For AN-073: the apparent negative party-HHI × β correlation is the same artefact. The two firms' high HHIs (CENSUS 0.86, EVA FRANCIELI 0.85) plus their spec-thin negative β values yank the correlation. Dropping them returns the relationship to near zero (AN-073 already reported r = −0.155 on n = 20 without them). M1/M3 relational reputation is not supported, but the rejection comes from absence of signal, not from these two firms.

For the paper. The §sec:within-firm forest plot displays CENSUS and EVA FRANCIELI as outlier-low β points; this remains visually correct (those are the AN-016 point estimates) but a footnote noting that their per-firm β is identified off 1-2 candidates would prevent readers from over-interpreting the negative tail. The volume-discipline narrative is unaffected — the size gradient (small +12 / medium +9 / large −1) survives because it averages across many firms per tertile.
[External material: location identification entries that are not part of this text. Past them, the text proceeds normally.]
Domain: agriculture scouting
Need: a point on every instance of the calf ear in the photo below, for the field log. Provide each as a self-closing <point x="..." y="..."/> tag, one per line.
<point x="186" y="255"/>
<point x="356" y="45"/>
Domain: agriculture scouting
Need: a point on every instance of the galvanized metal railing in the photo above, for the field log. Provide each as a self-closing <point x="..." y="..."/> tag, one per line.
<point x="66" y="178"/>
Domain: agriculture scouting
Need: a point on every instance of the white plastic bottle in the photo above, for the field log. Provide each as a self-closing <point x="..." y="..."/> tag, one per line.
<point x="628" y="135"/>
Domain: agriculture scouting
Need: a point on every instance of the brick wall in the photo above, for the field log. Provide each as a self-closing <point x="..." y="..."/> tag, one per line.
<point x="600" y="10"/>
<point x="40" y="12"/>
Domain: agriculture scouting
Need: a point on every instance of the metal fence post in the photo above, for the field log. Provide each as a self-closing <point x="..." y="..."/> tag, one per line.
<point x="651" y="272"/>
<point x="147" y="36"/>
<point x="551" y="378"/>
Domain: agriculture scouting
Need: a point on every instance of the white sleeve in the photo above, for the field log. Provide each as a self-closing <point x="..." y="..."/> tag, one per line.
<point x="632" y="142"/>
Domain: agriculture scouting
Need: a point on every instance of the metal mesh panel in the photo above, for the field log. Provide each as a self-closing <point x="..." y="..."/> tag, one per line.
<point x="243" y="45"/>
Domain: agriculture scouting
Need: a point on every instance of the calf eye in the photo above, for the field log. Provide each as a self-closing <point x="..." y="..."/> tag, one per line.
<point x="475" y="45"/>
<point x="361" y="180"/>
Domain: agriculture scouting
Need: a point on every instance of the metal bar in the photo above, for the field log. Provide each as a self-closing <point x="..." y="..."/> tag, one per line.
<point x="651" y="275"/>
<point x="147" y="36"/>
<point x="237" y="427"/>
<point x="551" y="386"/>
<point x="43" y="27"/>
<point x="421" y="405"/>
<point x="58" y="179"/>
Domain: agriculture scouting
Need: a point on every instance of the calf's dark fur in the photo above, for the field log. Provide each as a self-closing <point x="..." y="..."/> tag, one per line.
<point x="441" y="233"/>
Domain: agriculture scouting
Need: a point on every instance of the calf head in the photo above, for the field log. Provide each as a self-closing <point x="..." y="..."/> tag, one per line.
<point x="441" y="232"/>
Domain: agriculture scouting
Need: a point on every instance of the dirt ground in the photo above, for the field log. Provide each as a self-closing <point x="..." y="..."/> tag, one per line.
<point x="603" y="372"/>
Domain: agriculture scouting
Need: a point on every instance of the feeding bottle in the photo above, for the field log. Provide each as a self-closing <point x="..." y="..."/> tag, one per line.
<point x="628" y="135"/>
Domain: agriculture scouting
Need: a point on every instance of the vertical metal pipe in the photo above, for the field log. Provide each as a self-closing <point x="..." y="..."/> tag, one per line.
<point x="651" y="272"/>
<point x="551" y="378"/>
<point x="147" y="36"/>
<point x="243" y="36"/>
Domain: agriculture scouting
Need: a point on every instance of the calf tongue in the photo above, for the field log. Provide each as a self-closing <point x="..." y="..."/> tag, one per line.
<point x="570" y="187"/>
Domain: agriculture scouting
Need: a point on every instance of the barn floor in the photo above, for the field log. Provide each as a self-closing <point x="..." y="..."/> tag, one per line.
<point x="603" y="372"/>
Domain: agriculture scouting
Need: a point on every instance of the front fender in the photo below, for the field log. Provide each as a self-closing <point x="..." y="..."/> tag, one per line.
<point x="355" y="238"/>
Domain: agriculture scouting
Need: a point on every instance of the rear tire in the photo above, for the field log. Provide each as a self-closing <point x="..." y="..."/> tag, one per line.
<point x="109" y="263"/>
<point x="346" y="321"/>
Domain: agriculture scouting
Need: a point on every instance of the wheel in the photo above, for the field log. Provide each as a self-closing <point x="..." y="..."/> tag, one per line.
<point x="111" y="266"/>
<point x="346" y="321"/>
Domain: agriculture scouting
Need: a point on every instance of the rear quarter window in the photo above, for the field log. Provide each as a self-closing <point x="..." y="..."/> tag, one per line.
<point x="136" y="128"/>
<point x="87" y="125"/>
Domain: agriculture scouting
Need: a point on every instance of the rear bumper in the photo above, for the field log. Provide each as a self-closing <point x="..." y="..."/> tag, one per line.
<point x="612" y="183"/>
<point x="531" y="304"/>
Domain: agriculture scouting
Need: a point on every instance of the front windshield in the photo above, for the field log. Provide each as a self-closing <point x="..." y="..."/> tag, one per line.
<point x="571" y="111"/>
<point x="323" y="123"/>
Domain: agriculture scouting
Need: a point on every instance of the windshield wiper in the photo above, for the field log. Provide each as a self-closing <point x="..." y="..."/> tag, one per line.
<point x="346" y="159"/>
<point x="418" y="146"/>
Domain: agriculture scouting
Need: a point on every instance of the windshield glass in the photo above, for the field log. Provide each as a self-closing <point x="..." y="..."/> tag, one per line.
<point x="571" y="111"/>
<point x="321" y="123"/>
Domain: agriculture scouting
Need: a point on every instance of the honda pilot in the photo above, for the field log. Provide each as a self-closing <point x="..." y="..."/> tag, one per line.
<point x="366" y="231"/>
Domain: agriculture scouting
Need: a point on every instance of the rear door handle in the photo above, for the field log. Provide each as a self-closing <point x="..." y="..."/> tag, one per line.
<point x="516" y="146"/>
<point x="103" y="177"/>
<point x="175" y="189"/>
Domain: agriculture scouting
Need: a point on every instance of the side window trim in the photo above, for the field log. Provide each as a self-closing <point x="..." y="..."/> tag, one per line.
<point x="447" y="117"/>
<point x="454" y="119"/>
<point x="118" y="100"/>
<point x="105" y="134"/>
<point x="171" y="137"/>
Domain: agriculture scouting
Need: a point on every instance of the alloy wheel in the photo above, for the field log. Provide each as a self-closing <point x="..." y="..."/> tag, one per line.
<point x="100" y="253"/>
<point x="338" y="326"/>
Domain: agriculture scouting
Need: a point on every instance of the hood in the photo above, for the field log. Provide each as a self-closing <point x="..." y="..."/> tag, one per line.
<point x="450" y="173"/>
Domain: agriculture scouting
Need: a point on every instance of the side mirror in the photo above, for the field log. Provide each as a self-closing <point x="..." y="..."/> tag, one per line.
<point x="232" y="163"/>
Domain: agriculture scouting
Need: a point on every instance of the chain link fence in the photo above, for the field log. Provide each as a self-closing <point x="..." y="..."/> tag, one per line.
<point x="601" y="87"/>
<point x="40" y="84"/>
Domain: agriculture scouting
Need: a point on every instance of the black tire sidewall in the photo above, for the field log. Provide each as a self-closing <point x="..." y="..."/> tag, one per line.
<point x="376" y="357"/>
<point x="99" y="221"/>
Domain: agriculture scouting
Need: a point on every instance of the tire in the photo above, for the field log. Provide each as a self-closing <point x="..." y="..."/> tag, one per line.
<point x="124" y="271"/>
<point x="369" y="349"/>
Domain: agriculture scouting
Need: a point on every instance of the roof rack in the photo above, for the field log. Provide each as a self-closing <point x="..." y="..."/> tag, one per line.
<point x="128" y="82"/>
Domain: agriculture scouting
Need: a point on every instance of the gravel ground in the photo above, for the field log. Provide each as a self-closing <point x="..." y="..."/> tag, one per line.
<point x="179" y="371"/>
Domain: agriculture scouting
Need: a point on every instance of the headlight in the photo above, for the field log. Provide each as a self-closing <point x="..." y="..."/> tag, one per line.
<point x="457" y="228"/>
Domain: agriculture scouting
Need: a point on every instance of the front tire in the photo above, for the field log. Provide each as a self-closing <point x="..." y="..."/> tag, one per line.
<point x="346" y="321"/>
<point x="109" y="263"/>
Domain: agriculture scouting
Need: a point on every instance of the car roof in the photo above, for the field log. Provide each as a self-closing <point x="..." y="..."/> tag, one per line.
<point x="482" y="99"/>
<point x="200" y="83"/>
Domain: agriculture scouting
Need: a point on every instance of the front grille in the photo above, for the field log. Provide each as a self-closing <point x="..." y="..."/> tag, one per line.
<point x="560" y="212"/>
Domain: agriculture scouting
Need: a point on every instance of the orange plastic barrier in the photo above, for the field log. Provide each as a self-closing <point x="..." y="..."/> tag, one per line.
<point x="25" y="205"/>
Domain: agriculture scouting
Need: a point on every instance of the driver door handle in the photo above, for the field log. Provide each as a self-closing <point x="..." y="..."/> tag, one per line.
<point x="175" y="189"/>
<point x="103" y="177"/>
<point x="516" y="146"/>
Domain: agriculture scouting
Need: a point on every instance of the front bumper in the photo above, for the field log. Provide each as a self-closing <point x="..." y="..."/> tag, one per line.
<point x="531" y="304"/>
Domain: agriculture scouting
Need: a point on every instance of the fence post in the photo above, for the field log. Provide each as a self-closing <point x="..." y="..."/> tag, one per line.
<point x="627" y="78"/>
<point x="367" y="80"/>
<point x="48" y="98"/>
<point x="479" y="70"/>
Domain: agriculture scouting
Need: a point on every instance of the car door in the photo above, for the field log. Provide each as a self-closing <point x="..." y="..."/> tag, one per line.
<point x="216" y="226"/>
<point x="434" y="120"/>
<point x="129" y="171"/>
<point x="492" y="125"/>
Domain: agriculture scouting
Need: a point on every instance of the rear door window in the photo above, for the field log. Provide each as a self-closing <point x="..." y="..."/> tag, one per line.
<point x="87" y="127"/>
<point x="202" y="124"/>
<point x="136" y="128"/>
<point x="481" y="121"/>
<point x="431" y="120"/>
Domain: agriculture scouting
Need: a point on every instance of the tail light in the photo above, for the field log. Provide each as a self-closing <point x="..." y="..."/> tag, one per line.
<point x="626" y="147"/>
Caveat on AN-016 spec mix. Per-firm β values in AN-016 come from either candidate FE (when the firm has ≥1 candidate with within-firm variation) or race-FE fallback (otherwise). The two specs identify off structurally different variation, so comparing per-firm β values across firms — as AN-071, AN-073, AN-018 all do — implicitly mixes the two. The mix is mostly innocuous for the firm-size discipline result (AN-018) because the dominant axis is volume, not the β value itself; but for fine-grained cross-firm correlations (AN-071 accuracy, AN-073 specialization), it adds a structural source of noise that the per-firm SE doesn't capture.

Follow-ups

Re-run AN-071 strict-cut with a minimum n_id_candidates threshold. The Pearson r = −0.64 on n = 9 firms could be re-cut to firms with n_id_candidates ≥ 3 (or n_id_rows ≥ 10), giving a cleaner accuracy- vs-bias correlation that's not at the mercy of 1-2-candidate β estimates. Likely much smaller sample, possibly null.
Add a n_id_candidates column to within_firm_beta.csv. Future cross-firm analyses (AN-073-type cross-cuts) can then filter on identifying-sample thickness as a first-class robustness lever.
Paper footnote in §sec:within-firm. A one-sentence acknowledgment that the negative-β tail is identified off 1-2 candidates per firm would inoculate against over-reading the forest plot's left tail. Optional — the size-discipline narrative does the work.